Summary: Miracle of Faith, Pt. 8 (Final)


An English proverb says, “Familiarity breeds contempt.” It’s a sad fact of life and sad commentary on life that people are likely to take advantage of those they work with, associate with and live with.

The following are nine suggested reasons why the nine lepers Jesus healed in Luke 17 did not return to thank Him:

One waited to see if the cure was real.

One waited to see if it would last.

One said he would see Jesus later.

One decided that he had never had leprosy.

One said he would have gotten well anyway.

One gave the glory to the priests.

One said, “O, well, Jesus didn’t really do anything.”

One said, “Any rabbi could have done it.”

One said, “I was already much improved.”

(Charles L. Brown, The Newsletter, June, 1990, p. 3.)

When Jesus was on the way to Jerusalem, nine Jewish lepers and a lone Samaritan leper stood at a distance and called out in a loud voice, “Jesus, Master, have pity on us!” Lepers were society’s hidden outcasts. They were dreaded, avoided and rejected by healthy people. The Samaritans were descendants of transplanted foreigners who married the local Israelites that remained in Samaria after the city fell to the Assyrians in 722-721 B.C. (2 Kings 17:23-24). Jesus healed all ten of them physically, but only one – a foreigner, a Samaritan and a Jewish outcast - was visibly, emotionally and instantaneously touched by what Jesus had done for Him and returned to thank Him.

What does God expect from those who have requested and received help from Him? How does a person show appreciation to God for what He has done? What actions naturally accompany, authenticate and even advances a changed person’s life?

Praise God Powerfully

11 Now on his way to Jerusalem, Jesus traveled along the border between Samaria and Galilee. 12 As he was going into a village, ten men who had leprosy met him. They stood at a distance 13 and called out in a loud voice, "Jesus, Master, have pity on us!" 14 When he saw them, he said, "Go, show yourselves to the priests." And as they went, they were cleansed. 15 One of them, when he saw he was healed, came back, praising God in a loud voice. (Lk 17:11-15)

When Warren Wiersbe first toured England with his wife, they visited St.

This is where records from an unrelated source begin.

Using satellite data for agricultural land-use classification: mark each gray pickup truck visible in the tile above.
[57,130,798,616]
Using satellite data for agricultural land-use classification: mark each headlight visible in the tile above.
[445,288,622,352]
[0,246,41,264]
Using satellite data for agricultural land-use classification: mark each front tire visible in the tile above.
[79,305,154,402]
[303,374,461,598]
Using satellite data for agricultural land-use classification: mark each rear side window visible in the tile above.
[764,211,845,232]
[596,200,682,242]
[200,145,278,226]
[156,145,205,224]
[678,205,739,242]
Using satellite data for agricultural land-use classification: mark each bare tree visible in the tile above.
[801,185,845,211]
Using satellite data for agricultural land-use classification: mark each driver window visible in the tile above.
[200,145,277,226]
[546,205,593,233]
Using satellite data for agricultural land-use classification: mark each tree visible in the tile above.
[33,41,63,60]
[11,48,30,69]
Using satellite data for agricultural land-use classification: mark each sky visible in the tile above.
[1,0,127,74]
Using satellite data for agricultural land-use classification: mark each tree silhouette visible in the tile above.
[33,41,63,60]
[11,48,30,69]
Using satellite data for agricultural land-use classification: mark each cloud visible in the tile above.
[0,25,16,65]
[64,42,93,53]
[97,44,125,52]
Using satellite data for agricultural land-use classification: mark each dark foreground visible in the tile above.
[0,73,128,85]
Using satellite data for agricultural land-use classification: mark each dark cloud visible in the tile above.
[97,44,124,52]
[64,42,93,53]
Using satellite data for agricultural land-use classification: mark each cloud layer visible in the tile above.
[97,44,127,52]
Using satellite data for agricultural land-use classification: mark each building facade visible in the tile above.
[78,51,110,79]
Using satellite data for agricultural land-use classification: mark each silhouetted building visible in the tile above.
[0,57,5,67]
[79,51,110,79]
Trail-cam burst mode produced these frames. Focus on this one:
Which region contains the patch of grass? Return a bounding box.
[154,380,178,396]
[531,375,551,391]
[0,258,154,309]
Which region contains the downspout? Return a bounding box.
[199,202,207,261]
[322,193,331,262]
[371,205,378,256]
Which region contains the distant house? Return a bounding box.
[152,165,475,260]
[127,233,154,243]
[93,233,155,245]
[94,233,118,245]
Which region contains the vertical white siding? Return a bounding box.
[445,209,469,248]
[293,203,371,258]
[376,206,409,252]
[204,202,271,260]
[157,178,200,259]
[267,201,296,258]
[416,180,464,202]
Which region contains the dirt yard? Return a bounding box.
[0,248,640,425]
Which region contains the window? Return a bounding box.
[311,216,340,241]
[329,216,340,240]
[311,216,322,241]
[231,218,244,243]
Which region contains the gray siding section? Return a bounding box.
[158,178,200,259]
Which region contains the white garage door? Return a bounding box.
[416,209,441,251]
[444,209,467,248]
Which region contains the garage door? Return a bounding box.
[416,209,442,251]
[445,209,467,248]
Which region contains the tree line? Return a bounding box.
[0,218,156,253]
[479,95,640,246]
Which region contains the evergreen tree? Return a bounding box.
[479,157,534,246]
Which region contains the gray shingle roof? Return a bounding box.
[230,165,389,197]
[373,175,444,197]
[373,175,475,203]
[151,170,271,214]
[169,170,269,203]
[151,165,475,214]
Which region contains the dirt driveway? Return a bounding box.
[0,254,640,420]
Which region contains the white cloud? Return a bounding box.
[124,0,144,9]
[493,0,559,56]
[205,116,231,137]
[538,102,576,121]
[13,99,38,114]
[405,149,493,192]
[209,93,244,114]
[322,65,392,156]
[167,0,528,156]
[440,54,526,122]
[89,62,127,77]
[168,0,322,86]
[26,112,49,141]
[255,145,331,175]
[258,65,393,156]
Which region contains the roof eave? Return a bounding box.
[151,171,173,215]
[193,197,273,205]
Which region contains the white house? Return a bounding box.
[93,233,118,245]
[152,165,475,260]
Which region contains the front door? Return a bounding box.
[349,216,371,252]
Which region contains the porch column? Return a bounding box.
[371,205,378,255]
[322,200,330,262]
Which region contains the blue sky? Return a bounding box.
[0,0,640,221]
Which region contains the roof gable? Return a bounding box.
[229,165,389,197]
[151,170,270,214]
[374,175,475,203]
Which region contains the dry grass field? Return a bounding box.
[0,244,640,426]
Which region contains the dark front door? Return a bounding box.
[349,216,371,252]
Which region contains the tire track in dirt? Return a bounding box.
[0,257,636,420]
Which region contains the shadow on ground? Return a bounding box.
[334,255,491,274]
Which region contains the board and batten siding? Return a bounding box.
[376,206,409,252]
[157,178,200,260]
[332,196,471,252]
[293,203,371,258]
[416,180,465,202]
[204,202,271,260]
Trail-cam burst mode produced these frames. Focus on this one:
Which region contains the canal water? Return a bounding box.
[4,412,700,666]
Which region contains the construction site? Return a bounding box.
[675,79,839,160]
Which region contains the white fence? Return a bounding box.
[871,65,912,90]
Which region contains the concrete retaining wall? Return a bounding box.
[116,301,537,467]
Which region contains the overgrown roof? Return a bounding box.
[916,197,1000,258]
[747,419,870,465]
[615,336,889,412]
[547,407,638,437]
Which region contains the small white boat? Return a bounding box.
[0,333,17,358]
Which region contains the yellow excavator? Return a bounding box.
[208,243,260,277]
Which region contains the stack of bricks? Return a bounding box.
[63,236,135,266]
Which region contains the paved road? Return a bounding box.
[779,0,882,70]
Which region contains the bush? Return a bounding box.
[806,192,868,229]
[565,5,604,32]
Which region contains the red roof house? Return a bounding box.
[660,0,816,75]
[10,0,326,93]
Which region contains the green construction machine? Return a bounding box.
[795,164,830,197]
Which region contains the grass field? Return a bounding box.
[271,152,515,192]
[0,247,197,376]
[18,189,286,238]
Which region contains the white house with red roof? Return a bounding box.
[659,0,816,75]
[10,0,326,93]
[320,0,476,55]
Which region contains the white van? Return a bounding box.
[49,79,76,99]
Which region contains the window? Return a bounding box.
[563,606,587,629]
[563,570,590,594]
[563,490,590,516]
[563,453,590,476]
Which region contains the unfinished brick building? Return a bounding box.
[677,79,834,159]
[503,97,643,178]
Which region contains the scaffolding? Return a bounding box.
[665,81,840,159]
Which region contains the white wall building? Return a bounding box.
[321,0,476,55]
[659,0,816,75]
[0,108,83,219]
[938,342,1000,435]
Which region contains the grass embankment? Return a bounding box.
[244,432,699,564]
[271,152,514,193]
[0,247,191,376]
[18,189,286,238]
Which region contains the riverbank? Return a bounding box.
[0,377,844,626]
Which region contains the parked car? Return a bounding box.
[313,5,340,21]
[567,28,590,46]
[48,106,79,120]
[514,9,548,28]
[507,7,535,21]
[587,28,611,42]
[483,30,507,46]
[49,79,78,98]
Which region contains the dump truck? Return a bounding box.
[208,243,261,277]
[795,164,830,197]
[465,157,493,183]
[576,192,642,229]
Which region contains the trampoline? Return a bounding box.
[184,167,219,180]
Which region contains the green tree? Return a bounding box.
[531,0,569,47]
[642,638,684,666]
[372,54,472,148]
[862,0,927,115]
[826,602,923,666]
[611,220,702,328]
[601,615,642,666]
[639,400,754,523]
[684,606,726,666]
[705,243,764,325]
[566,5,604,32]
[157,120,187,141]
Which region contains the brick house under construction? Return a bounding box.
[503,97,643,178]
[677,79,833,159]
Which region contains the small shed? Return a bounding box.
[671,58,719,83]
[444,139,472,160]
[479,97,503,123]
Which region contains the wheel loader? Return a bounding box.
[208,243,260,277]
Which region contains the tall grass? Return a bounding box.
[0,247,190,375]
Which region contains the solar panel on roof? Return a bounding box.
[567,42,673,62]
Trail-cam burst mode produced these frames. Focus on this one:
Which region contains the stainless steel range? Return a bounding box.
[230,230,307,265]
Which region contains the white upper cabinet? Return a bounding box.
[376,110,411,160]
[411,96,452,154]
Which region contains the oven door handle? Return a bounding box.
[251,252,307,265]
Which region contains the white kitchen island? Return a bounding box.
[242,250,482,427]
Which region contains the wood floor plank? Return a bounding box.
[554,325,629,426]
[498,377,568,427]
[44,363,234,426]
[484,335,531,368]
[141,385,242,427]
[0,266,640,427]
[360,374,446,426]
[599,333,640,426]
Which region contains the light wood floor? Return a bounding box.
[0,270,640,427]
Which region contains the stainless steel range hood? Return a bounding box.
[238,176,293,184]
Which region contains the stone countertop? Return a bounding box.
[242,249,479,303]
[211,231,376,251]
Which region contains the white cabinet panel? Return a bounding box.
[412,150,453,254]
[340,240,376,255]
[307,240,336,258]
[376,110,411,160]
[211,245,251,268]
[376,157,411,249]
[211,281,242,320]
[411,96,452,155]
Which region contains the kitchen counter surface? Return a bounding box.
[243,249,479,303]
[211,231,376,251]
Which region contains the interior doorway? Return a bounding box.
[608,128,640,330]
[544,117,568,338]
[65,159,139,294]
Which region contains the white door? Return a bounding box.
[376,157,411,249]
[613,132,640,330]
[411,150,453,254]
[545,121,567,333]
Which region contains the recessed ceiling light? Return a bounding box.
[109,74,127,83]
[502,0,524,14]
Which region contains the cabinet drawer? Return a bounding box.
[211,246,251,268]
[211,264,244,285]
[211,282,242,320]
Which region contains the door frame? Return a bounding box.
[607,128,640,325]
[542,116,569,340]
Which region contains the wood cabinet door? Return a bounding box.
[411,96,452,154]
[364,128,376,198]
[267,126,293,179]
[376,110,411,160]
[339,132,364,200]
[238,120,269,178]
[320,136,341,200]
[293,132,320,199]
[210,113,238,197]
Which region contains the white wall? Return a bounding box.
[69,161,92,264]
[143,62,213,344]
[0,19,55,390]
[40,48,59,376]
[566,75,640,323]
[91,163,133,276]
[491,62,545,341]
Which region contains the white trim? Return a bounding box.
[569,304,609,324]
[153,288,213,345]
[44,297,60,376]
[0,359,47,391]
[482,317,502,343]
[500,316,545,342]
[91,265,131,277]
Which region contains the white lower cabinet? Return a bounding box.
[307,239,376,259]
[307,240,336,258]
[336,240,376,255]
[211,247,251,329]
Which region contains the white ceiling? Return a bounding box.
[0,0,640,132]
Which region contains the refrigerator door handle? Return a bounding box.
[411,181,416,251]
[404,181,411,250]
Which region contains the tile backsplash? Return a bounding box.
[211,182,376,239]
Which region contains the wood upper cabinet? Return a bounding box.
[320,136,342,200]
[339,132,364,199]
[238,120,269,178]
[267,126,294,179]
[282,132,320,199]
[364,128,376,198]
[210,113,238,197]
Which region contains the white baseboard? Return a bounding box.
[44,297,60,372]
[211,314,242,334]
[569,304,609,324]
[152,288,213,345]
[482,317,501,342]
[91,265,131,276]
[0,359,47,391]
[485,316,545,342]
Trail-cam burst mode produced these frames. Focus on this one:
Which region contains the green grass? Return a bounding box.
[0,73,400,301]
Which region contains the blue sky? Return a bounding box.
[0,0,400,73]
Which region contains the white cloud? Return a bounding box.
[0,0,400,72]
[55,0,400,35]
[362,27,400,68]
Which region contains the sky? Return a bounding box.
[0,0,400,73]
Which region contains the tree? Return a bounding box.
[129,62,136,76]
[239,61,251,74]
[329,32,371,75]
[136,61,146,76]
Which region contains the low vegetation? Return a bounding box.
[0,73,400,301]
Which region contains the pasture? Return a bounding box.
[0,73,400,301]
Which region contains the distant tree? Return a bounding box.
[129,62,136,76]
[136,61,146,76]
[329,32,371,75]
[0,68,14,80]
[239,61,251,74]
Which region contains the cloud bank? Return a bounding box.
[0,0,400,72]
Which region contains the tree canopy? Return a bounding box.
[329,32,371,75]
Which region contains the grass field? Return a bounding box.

Paul’s Cathedral in London, one of the great Cathedrals in the world, also known as the site of the royal wedding of Prince Charles and Lady Diana Spencer. They were struck with the exquisite, rich and meticulous design of the church. His wife asked the guide, “Why was this building built?” Without hesitation, the guide answered, “To the glory of God, of course.” (Real Worship 132, Warren Wiersbe)

The famous German composer Johann Sebastian Bach, who set before himself and accomplished the seemingly impossible task of preparing a different cantata for every Sunday for a three-year period, often put letters to his music composition. Many of his compositions were lost - no one knows how many. But on those that do survive there is the interesting insertion in Bach’s own hand of the letters J.J. at the beginning of each and S.D.G. at the end. They are abbreviations for the Latin, Jesu Juva (Jesus Help Me!) and Soli Deo Gloria (To the Glory of God Alone!).

The word glory in Greek doxa is the first syllable for the word doxology. We praise God because from Him all blessings flow. He is the Source, the Fount, the Giver of life, blessings and prosperity (Ps 133:3, 128:2). God has set His glory above the heavens (Ps 8:1, 113;4), over all the earth (Ps 57:5, 72;19 108:5) and among the nations (Ezek 39:21).

God’s glory, however, cannot be shared, obscured or denied. That’s why we sing, “All Glory to You,” or “You alone are worthy...” Rom 11:36 says it even more eloquently: “For from him and through him and to him are all things. To him be the glory forever!” As John Charles Ryle said, “All that we have is a loan from God.”

To glorify God is simply to render, redirect or return honor and praise due to Him and His name. Consequently, the NIV substituted the paraphrase term “praising” (v 15) for the proper word “glorifying.” Glorifying God is an immediate, a proper and a mandatory act. Delay, dispute and denial are undesirable and unacceptable.

The Samaritan did not wait, hesitate or fail to glorify God the moment he noticed he was healed. No normal individual in the Bible verbalized, shouted or brought praise to God in a louder voice than the Samaritan. The adjective “loud” in verse 15 is “mega” in Greek. Other than the Samaritan, Jesus had encountered only four other similar instances of loud voices raised in His presence. The other loud outbursts were always from a group effort and never a solo or sane effort, for the record. Two featured abnormal demon-possessed men (Mark 5:7-9, Luke 8:28) and the other two were group efforts featuring the disciples’ loud hosannas of Jesus’ triumph (Luke 19:37) and the crowd’s deafening cries for Jesus’ head (Luke 23:23).